Picard was granted tenure at MIT in 1998. She was named a full professor in 2005. She is the author of approximately two hundred scientific articles and chapters in books. She holds multiple patents for sensors, algorithms, and systems for sensing, recognizing, and responding to human affective information. She is recognized as an international leader in innovative technology in her field and is a popular keynote speaker for professional conferences and public forums.

Personal Life

Picard married Len Picard in 1988. They are the parents of three sons, Michael, Chris, and Luc. Formerly a self-described “staunch atheist,” Picard converted to Christianity and has been vocal about her faith, her dislike of religiosity, and her belief that it is possible to be both a hard-core scientist and a committed Christian.

Picard was named a Fellow of the Institute of Electrical and Electronics Engineers for contributions to image and video analysis and affective computing in 2005. She has served on the Advisory Committee for the National Science Foundation's (NSF's) division of Computers in Science and Engineering (CISE), the Advisory Board for the Georgia Tech College of Computing, and the editorial board of User Modeling and User-Adapted Interaction: The Journal of Personalization Research. She has frequently been engaged as a consultant by such companies as Apple, AT&T, Hewlett-Packard, iRobot, and Motorola. The Social-Cue Reader developed by Picard and el Kaliouby was among the New York Times Magazine's Best Ideas of 2006, and a mirror that monitors vital signs was on Popular Science's Top Ten Inventions of 2011. She was elected to the National Academy of Engineering in 2019. In 2021, Picard was elected to the National Academy of Inventors, and in 2022. she was awarded the International Lobmardy Prize for Computer Science Research.

Bibliography

Adee, Sally. “Your Seventh Sense.” New Scientist 2 July 2011: 32–36. Print.
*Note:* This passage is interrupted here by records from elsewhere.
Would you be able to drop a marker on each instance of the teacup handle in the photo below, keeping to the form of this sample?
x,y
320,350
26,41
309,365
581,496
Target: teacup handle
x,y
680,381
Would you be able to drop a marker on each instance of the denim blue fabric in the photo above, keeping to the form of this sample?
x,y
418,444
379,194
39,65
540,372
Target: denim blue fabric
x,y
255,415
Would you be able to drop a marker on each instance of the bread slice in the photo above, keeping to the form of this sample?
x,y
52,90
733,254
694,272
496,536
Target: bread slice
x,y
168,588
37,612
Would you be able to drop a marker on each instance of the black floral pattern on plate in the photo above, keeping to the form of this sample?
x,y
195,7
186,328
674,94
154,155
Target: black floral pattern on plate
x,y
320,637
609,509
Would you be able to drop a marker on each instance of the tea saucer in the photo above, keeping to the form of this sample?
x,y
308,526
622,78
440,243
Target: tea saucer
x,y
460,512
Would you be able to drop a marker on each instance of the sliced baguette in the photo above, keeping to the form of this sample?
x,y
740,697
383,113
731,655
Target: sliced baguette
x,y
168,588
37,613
Daviss, Bennett. “Tell Laura I Love Her.” New Scientist 3 Dec. 2005: 42–46. Print.

Durham, Tony. “A HAL of a Way to Take the Chip off Marvin's Cold Shoulder.” Times Higher Education Supplement 1323 (1998): III. Print.

Ming-Zher, Poh, Nicholas C. Swenson, and Rosalind W. Picard. “A Wearable Sensor for Unobtrusive, Long-Term Assessment of Electrodermal Activity.” IEEE Transactions on Biomedical Engineering 57.5 (2010): 1243–52. Print.

Picard, Rosalind W. Affective Computing. Cambridge: MIT, 1997. Print.

Stephens, Christiana Nielson. "Scientists and Engineer Rosalind Picard Transforming Digital Health with Wearable AI." Success Magazine, 12 Jan. 2024, www.success.com/professor-rosalind-picard-empatica-embrace/. Accessed 7 Mar. 2024.